Phalaenopsis orchids continue to be, and likely forever will be, the most popular houseplant orchid. Their long-lasting flowers have become an exotic, economical, and effective replacement for cut flowers. In addition, Phalaenopsis orchids do not require direct sun and prefer average room temperatures, making them one of the best flowering houseplants.
Despite our best efforts, we are sometimes confronted with the observation that one of our plants doesn’t look quite right. For example, Sandy writes, “A couple of my Phalaenopsis orchids look like they are wilting. What do I do?!” First off, thanks for sending photos Sandy, that really helps.
When any plant appears to be wilting, our first instinctual response is that the plant needs water. And while that is likely true, a more appropriate question is, “Why is the plant lacking water?” Sure, most plants wilt when they are not getting enough water; they simply need more water. But with epiphytic orchids that live in trees, like Phalaenopsis, we may have a different situation.
Just because your Phalaenopsis orchid is wilting, does not necessarily mean you need to water it right now. Yes, the plant may be lacking water, but that does not mean you need to water it right now. You might now say, “Wait Chuck, that sounds kinda silly. Shouldn’t I always water a wilting plant right away?” Good question; let me continue.
Remember Phalaenopsis orchids, like many orchids, are epiphytes. That is, they live in trees or on other plants. They have adaptations to survive periods where water is lacking. However, the roots of Phalaenopsis orchids, adapted for living in trees, quickly rot from lack of air when the roots remain constantly wet.
A wilting Phalaenopsis orchid therefore, may have actually suffered from over-watering to the extent that all the roots have rotted and died, leaving the plant with no means to uptake water…until new roots have grown. If conditions do not improve (e.g. if you continue to water) new roots will not grow and the plant will die.
Therefore, to deal with a wilting Phalaenopsis, first take the orchid out of the pot and inspect the roots!
If the roots appear healthy and firm, the plant has likely become too dry. Give it a good watering and provide optimal conditions, including supplemental humidity.
On the other hand, if almost all of the roots appear rotted and dead, the plant may need to be repotted, sometimes into a smaller container, depending on the orchid. Orchids that have been severely over-watered often need to be removed from their current pot, have all the dead roots removed, and be repotted into the same size or smaller pot with fresh potting media.
In cases where there are no healthy roots remaining, the idea is to create an environment (warm and humid) for the plant to grow roots. One such approach is called the “Sphag N Bag” method. [I’m not sure where this term originated, and I don’t want to steal anyone’s credit; I think I first read the term in an Orchids magazine. Click on this to download a free issue.]
The idea is to enclose your wilting Phalaenopsis orchid in a clear plastic with wet sphagnum moss in the bottom, leaving a small hole in the top of the bag for ventilation. This creates a humidity tent for the plant. Place the bag in a very bright location with no direct sun. Keep the moss moist and do not water the plant. After a week or two in this environment, the leaves may no longer look like they are wilting. Unfortunately, in some cases orchids have been over-watered, and the roots or the whole plant have rotted to an extent that the plant cannot recover.

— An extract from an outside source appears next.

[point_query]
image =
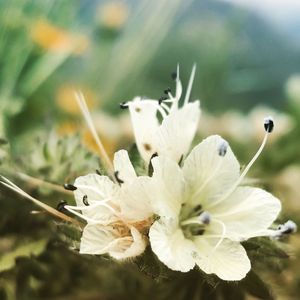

For more information, see my book How Orchids Rebloom. Chapter 2 describes all you need to know about Repotting your orchid, and Chapter 10 helps you with Diagnosing Orchid Problems.
A “wilting” Phalaenopsis orchid may not necessarily need water.
A Phalaenopsis orchid may be “wilting”,
because the roots have died from too much water, (i.e. lack of air).
As a result, the plant now lacks a means to uptake water.
If your orchid appears to be wilting, take the plant out of the pot and inspect the roots.